Quando a polémica começou, com o PSD a insistir com a candidatura de Teresa Morais mesmo contra a vontade do PS, contudo, o líder parlamentar socialista tinha dito que a deputada social-democrata “não tinha perfil” para o cargo. Qual seria então o perfil adequado no seu entender? “Alguém que tenha distanciamento em relação às direções partidárias”, disse na altura Carlos César.

PSD obriga PS a votar nome de Teresa Morais para as conselho de fiscalização das secretas

“Silva Carvalho disse que eu era chata e que tinha que ser substituída por alguém de jeito”

Depois de uma primeira intervenção a enumerar o seu currículo e funções desempenhadas, para provar que reúne “as condições e requisitos previstos na lei” para aquele cargo, Teresa Morais foi questionada pelo colega de bancada parlamentar Fernando Negrão sobre se alguma vez, quando esteve naquele organismo, tinha sido um “incómodo” para alguns setores da área.

Na resposta, a deputada social-democrata não hesitou em dizer que sim, mas “ainda bem”. “Espero que a minha ação tenha sido incómoda porque é isso que tem que ser qualquer fiscalizador. Se não for, aí é que é de desconfiar”, disse, acrescentando depois que, para sua “surpresa”, chegou até a ouvir o ex-espião Jorge Silva Carvalho, ex-diretor do Serviço de Informações Estratégicas de Defesa, dizer que era “chata” e que, por isso, devia ser substituída “por alguém de jeito”. Um “elogio”, no seu entender.

Tive o ex-diretor do Serviço de Informações Estratégicas de Defesa Jorge Silva Carvalho a dizer que eu era uma chata e que tinha que ser substituída por alguém de jeito. Levo isso em jeito de elogio, e espero ter sido incómoda como tem que ser qualquer conselho fiscalizador”, disse.

E depois de Fernando Negrão ter elogiado a “imparcialidade” de Teresa Morais, que muitas vezes defendeu questões em sentido contrário ao que era defendido oficialmente pela bancada do PSD (como o caso do modelo de fusão dos serviços de informação, do qual Teresa Morais discordava), a deputada social-democrata mostrou qual era a sua posição sobre o acesso das secretas a “escutas” e “metadados” e, também essa posição, difere ligeiramente da posição oficial do partido.

“Há uma incomodidade do país acerca das escutas, embora mais dia menos dia tenhamos de lá chegar. Há trabalho prévio no país a ser feito e deve haver uma discussão aberta do tema na opinião pública, porque o país ainda não atingiu o ponto de maturação”, disse, respondendo à questão do deputado socialista João Soares.

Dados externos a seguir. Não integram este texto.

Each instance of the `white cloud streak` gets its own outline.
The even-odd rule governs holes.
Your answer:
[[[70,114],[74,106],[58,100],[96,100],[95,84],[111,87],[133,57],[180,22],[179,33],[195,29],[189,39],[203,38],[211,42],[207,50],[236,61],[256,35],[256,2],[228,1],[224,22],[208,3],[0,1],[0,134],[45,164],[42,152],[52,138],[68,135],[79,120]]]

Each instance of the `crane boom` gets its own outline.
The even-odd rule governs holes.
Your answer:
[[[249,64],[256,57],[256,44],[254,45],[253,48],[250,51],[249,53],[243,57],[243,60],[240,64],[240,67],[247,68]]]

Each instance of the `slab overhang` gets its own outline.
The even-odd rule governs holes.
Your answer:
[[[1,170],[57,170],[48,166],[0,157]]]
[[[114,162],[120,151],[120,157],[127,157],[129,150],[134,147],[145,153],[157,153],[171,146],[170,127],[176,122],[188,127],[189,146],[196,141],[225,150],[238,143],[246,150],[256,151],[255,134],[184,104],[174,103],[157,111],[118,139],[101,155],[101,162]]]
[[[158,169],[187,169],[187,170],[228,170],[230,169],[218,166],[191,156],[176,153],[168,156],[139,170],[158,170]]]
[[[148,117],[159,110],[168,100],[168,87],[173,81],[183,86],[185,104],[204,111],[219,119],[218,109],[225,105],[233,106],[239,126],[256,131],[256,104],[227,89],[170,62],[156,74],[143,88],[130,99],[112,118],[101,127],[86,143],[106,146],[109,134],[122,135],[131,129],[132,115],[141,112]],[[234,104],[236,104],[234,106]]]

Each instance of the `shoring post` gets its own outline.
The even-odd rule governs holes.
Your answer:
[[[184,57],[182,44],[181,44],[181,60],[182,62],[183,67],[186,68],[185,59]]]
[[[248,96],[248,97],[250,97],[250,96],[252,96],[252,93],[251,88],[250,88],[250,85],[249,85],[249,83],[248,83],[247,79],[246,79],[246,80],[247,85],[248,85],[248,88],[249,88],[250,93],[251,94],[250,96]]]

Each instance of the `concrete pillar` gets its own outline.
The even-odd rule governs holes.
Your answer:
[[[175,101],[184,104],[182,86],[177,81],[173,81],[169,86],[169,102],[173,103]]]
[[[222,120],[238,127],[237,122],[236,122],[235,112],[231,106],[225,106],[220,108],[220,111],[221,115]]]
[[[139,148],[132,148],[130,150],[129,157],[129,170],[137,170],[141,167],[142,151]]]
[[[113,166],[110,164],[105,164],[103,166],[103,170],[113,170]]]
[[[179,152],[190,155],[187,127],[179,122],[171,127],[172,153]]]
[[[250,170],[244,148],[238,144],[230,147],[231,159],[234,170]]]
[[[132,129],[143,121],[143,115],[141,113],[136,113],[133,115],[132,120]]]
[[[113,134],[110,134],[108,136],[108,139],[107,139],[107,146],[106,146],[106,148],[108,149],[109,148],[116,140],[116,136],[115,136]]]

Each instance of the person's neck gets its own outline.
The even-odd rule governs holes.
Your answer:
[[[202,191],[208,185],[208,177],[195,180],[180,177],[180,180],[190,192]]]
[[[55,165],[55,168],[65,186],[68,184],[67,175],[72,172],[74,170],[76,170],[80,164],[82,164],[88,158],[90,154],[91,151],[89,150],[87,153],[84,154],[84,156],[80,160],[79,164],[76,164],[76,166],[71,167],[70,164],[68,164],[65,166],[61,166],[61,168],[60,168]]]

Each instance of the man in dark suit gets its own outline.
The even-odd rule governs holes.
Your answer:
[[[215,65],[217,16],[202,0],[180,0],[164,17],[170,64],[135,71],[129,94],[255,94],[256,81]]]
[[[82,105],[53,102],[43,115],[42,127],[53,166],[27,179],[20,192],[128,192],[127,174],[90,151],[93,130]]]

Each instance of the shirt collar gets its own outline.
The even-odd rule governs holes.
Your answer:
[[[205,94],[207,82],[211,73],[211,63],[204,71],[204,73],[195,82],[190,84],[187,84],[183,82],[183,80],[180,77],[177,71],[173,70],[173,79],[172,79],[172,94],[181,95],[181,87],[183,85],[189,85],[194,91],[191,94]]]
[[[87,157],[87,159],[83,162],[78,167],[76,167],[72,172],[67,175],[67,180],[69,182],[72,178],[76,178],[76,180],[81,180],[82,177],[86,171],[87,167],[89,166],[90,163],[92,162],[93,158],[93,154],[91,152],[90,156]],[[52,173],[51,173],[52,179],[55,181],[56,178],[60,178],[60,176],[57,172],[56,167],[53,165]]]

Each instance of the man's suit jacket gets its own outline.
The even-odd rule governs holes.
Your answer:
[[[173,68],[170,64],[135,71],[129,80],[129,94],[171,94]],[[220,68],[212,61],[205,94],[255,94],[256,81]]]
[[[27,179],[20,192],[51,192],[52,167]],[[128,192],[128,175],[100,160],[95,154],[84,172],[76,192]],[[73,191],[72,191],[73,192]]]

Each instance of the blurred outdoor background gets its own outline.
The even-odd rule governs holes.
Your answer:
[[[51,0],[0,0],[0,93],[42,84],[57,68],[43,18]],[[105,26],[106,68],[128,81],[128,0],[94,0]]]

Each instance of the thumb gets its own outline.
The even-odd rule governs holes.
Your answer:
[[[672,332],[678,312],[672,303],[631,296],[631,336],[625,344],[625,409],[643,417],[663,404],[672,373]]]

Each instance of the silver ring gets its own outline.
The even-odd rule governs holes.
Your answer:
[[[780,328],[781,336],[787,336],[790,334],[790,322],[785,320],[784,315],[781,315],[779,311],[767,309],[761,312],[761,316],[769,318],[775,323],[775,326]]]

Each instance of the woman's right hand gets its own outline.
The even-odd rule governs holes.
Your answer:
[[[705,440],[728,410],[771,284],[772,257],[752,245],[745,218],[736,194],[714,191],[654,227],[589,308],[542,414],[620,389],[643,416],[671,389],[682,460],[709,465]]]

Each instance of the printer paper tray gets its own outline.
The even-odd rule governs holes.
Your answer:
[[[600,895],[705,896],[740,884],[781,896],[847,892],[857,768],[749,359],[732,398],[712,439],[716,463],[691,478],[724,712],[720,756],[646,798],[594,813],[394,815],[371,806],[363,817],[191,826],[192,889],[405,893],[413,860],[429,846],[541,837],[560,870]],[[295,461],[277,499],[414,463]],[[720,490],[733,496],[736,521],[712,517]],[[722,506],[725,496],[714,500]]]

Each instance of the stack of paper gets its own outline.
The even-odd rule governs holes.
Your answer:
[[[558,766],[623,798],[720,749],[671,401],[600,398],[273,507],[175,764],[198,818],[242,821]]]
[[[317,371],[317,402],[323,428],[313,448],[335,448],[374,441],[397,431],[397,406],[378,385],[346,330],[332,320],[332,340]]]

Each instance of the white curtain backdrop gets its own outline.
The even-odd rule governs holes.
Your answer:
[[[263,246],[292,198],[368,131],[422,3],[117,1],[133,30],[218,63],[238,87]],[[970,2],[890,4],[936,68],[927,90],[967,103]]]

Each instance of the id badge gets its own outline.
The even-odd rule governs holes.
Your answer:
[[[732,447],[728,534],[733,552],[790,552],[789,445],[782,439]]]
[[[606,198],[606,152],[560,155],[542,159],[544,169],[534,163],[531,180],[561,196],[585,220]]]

PCP não apoia (mas voto é secreto)

Os elogios, de resto, chegaram de todas as bancadas. Não é surpresa para ninguém que Bloco de Esquerda e PCP discordam do modelo de funcionamento das secretas e, por isso, nunca votaram a favor de nenhuma nomeação para este órgão. Ainda assim, isso não impediu o deputado comunista António Filipe, e o deputado bloquista José Manuel Pureza de elogiarem os seus “enormes méritos como deputada e jurista”, nas palavras de José Manuel Pureza.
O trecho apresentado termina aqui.